İstanbul Sözleşmesi; 2011’de, AK Parti iktidarında İstanbul’da imzalanan, 2013’de de TBMM’de onaylanan ve Türkiye’nin ilk imzayı atarak “öncü” devlet olduğu Avrupa Konseyi’nin şemsiyesindeki bir uluslararası sözleşmesidir.

İstanbul Sözleşmesi; aynı zamanda, Türkiye’nin prestiji ve uluslararası platformda da “yumuşak gücü”dür.

İstanbul Sözleşmesi; öncelikle kadına yönelik şiddeti önlemeyi, kadını “koruma”ya almayı, kadına uygulanan şiddetin “kovuşturma” ve “soruşturma”sının adli mekanizmada etkin bir şekilde yürütülmesini ve kadının toplumun her alanında özgür ve eşit birey olarak yer almasını öngörüyor.

Bu bağlamda; İstanbul Sözleşmesi iç hukukumuza yansıtılmış ve bu konuda devlet çapında “bütüncül” politikalar üretilmesi yükümlüğü benimsenmiştir.

Gelinen aşama; İstanbul Sözleşmesini eksiksiz ve etkin bir biçimde uygulama aşamasıdır.

Oysa; İstanbul Sözleşmesi’ne ilk imzayı atan “öncü” devlet Türkiye’nin, sözleşme hükümlerini “eksiksiz” uygulama yerine, sözleşmeden “çekilme”yi tartışma aşamasına gelmesi; kadın canını “tartışma” konusu yapması anlamına gelir ki; bu bir talihsizliktir.

Avrupa Konseyi de; “sözleşmeden çekilmek, insan hakları açısından ağır bir geri adım olur.” uyarısında bulundu.

Unutmayalım ki; insan haklarının temeli; “korkusuz yaşama hakkı”dır.

Bu arada; İstanbul Sözleşmesi temel insan hakları bağlamında “kadının yaşama hakkını” güvenceye alan ve üzerinde kolayca uzlaşma sağlanabilecek “ortak payda”dır.

KADIN -ERKEK DAYANIŞMASI

Kadına yönelik cinsel istismar, şiddet ve katliamların önlenmesinde ve “cinsiyet eşitsizliği”yle mücadelede kadın-erkek dayanışmasının sağlanması ve erkeklerin de bu mücadelede aktif rol üstlenmesi büyük önem taşımaktadır.
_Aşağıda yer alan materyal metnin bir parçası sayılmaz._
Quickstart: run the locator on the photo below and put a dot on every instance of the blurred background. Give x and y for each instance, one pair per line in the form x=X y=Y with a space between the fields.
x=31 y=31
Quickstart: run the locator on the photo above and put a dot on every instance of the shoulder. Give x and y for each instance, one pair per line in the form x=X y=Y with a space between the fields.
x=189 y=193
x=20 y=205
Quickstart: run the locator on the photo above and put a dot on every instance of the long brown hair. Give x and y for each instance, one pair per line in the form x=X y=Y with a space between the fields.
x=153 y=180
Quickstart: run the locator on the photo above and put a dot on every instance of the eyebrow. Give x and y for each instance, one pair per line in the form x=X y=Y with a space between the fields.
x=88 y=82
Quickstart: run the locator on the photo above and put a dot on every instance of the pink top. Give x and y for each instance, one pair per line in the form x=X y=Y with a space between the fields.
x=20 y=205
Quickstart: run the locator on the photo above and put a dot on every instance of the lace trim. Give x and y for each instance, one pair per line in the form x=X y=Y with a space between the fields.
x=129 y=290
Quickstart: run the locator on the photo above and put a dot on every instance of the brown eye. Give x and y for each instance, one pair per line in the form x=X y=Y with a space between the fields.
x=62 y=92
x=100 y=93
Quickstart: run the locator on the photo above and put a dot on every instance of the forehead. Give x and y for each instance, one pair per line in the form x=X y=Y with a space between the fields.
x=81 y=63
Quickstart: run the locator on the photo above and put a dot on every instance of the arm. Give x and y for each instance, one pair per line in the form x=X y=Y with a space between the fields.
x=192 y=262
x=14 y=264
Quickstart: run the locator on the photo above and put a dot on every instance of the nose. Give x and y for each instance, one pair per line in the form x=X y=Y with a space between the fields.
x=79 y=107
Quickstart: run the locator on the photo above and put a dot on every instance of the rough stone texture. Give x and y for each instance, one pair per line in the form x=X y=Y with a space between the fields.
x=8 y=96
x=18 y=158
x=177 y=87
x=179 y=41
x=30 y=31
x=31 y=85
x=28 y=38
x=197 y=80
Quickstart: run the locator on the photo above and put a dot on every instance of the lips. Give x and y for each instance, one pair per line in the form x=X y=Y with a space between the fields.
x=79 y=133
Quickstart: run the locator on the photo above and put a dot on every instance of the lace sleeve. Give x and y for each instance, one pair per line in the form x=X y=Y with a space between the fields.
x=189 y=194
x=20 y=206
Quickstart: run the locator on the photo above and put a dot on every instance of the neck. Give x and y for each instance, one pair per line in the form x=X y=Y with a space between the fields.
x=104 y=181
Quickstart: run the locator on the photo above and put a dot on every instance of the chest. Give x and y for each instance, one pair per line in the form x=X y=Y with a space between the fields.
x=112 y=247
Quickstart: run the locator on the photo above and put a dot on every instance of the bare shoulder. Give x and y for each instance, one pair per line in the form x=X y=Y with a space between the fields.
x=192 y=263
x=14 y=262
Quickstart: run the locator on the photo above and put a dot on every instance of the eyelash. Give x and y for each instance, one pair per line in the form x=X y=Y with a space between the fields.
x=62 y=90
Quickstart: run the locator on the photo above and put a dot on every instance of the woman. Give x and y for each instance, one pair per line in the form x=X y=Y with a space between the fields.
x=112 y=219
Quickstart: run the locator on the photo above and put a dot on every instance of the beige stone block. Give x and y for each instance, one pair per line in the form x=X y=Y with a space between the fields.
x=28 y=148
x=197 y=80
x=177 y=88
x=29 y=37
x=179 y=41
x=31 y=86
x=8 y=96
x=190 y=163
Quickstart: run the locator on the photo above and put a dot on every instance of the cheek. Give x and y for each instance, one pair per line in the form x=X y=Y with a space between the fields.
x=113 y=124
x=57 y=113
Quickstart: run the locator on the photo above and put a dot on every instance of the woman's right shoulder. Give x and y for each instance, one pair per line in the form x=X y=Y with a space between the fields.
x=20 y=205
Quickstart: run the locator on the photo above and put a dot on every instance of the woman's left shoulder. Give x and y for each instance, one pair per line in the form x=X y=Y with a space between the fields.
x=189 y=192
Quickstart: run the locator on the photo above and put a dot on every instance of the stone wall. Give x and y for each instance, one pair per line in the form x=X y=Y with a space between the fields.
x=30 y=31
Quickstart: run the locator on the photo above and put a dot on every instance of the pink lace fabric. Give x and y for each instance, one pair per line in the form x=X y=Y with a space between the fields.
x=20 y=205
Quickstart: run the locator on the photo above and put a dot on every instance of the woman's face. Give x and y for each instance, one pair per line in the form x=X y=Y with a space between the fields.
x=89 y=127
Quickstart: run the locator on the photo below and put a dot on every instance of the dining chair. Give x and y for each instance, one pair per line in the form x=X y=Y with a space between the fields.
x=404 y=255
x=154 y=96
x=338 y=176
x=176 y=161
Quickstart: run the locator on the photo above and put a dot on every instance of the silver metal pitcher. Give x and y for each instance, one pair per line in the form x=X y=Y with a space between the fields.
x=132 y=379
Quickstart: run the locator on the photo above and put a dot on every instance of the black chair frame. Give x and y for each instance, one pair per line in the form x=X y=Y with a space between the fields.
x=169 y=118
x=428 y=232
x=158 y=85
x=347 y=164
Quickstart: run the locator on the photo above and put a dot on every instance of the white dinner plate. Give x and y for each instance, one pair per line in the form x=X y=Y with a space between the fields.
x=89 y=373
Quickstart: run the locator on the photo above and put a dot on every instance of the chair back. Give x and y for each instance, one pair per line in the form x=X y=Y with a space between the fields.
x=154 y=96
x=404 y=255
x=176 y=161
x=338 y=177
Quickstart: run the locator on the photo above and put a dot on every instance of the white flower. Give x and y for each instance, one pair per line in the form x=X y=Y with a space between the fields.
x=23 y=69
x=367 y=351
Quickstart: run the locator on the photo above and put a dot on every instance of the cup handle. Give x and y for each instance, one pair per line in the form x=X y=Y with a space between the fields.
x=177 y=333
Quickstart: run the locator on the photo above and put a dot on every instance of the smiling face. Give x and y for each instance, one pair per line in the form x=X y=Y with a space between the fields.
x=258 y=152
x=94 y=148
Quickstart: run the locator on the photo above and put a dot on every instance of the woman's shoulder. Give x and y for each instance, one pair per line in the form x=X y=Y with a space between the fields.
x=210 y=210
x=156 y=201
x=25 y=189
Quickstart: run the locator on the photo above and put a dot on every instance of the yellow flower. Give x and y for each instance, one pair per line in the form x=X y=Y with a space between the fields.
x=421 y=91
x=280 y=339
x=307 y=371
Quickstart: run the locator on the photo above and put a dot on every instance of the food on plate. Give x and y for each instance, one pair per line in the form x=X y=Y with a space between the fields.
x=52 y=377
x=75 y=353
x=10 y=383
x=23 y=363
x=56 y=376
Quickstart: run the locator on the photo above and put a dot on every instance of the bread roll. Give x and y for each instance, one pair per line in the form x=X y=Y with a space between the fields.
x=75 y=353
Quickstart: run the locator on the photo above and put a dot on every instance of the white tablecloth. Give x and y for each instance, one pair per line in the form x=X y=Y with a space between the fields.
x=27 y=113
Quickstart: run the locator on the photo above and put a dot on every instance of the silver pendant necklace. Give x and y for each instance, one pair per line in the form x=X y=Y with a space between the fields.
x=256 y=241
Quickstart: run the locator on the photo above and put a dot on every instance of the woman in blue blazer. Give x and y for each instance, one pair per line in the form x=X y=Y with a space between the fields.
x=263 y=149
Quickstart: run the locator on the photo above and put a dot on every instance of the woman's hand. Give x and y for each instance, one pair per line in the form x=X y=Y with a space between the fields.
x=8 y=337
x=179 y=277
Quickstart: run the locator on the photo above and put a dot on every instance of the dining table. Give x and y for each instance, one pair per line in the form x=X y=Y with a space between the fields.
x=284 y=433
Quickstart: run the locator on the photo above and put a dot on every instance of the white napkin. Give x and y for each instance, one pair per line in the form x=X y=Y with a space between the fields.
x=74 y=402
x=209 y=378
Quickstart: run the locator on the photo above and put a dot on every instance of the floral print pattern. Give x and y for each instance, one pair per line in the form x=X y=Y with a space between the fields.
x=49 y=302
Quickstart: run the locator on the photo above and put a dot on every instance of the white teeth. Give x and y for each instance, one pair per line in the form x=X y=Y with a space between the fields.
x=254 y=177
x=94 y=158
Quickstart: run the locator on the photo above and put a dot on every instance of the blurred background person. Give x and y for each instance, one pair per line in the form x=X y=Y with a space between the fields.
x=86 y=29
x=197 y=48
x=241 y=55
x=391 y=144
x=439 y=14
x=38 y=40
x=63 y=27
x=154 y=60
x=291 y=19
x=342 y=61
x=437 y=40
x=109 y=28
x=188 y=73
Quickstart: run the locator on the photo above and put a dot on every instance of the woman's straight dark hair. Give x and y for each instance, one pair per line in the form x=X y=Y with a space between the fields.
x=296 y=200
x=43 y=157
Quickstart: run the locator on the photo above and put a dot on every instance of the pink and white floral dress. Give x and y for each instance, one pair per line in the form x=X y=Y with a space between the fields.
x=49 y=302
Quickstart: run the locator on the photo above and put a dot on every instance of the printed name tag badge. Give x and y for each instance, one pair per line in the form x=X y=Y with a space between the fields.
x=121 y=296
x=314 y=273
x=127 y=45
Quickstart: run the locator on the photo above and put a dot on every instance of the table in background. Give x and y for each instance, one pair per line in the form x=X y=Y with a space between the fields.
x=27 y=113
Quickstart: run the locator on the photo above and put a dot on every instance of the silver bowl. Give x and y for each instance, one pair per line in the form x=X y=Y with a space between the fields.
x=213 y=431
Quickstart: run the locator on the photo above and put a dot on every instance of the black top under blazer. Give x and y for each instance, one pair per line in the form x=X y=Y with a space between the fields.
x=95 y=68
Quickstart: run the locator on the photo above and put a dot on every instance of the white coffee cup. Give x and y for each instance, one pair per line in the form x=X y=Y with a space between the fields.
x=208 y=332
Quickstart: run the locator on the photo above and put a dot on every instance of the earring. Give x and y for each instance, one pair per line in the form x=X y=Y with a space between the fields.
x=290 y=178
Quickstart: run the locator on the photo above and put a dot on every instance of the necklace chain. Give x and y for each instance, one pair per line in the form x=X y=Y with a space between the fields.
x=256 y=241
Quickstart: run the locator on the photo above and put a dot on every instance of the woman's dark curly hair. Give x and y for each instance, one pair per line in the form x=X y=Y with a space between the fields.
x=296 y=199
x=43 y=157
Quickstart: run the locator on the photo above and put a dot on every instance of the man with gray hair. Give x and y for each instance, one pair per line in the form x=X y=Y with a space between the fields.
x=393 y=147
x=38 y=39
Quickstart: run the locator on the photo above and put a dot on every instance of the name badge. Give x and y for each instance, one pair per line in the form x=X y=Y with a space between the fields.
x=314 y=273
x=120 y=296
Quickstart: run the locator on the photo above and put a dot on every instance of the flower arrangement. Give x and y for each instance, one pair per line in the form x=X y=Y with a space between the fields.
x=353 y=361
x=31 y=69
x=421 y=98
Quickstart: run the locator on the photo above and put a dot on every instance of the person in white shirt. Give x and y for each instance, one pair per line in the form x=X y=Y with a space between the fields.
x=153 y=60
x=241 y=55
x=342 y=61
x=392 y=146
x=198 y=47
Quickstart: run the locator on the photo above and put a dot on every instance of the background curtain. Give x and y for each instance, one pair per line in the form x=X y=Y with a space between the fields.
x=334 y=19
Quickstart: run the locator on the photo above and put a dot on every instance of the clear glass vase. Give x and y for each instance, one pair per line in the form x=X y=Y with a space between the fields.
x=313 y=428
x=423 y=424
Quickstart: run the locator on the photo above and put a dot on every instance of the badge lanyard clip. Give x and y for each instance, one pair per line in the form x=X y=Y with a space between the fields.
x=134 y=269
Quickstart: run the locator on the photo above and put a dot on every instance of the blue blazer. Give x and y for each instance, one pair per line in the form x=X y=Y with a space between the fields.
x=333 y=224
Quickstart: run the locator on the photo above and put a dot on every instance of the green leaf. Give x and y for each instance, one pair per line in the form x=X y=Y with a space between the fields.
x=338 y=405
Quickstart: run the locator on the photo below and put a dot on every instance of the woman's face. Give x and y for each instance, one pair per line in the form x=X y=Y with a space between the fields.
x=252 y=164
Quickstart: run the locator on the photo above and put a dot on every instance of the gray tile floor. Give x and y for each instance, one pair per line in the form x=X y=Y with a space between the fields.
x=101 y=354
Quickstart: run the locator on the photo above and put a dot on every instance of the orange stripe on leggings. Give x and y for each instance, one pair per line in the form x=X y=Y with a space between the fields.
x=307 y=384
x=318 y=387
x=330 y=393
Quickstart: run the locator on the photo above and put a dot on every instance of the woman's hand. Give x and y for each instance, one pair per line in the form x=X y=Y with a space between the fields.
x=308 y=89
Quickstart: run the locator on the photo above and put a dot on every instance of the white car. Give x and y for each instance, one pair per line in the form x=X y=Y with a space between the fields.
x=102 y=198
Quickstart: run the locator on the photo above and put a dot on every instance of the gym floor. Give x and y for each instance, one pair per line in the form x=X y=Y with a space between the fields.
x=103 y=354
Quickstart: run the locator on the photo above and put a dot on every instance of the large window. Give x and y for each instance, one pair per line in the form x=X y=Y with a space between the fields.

Çünkü; kadına yönelik şiddet sadece kadınların değil; toplumun tümünün “ortak” sorunudur.

Seçilmiş irade”nin bu konudaki mücadelesine kadın-erkek dayanışmasının desteği; sonuç alınmasını kolaylaştıracaktır.

Kaldı ki; kadına yönelik şiddetin birinci derecede sorumlusu erkeklerdir, önlenmesinde de erkekler sorumluluk üstlenmelidir.

Unutmayalım ki; bir kadına yönelik şiddet, sadece o kadınla sınırlı değil; toplumun tümüne yönelmiş bir şiddettir.

Bu arada; kadına yönelik şiddet; bir “insanlık suçu”dur, bu konudaki mücadele de insanlığın “ortak mücadelesi” olarak benimsenmelidir.

Öte yandan; toplumda herhangi bir kesim, sadece kendisiyle ilgili problemin çözümüne odaklanır; toplumun diğer kesimlerinin sorunlarını göz ardı ederse; “bütüncül” yaklaşımdan uzaklaşırsa sorunlar da, ihtiyaçlar da ortada kalır.

Kadına yönelik şiddetin, cinsel istismarın ve katliamların önlenmesinde, “cinsiyet eşitsizliği”yle mücadelede; İstanbul Sözleşmesi “aşı” fonksiyonunu yerine getirmektedir.

İstanbul Sözleşmesi’nin uygulanmasındaki “ikilem” ve iç hukukumuza yansıtılmasındaki gecikme, kadını “yalnız” bırakma sonucunu doğurabilir.

Kadının etkin, güçlü ve güvende olmadığı toplum, tek kanatlı kuşa benzer, uçamaz.

Sonuç olarak; Kadınların problemi; insanlığın aynı zamanda, erkeklerin de ortak problemidir.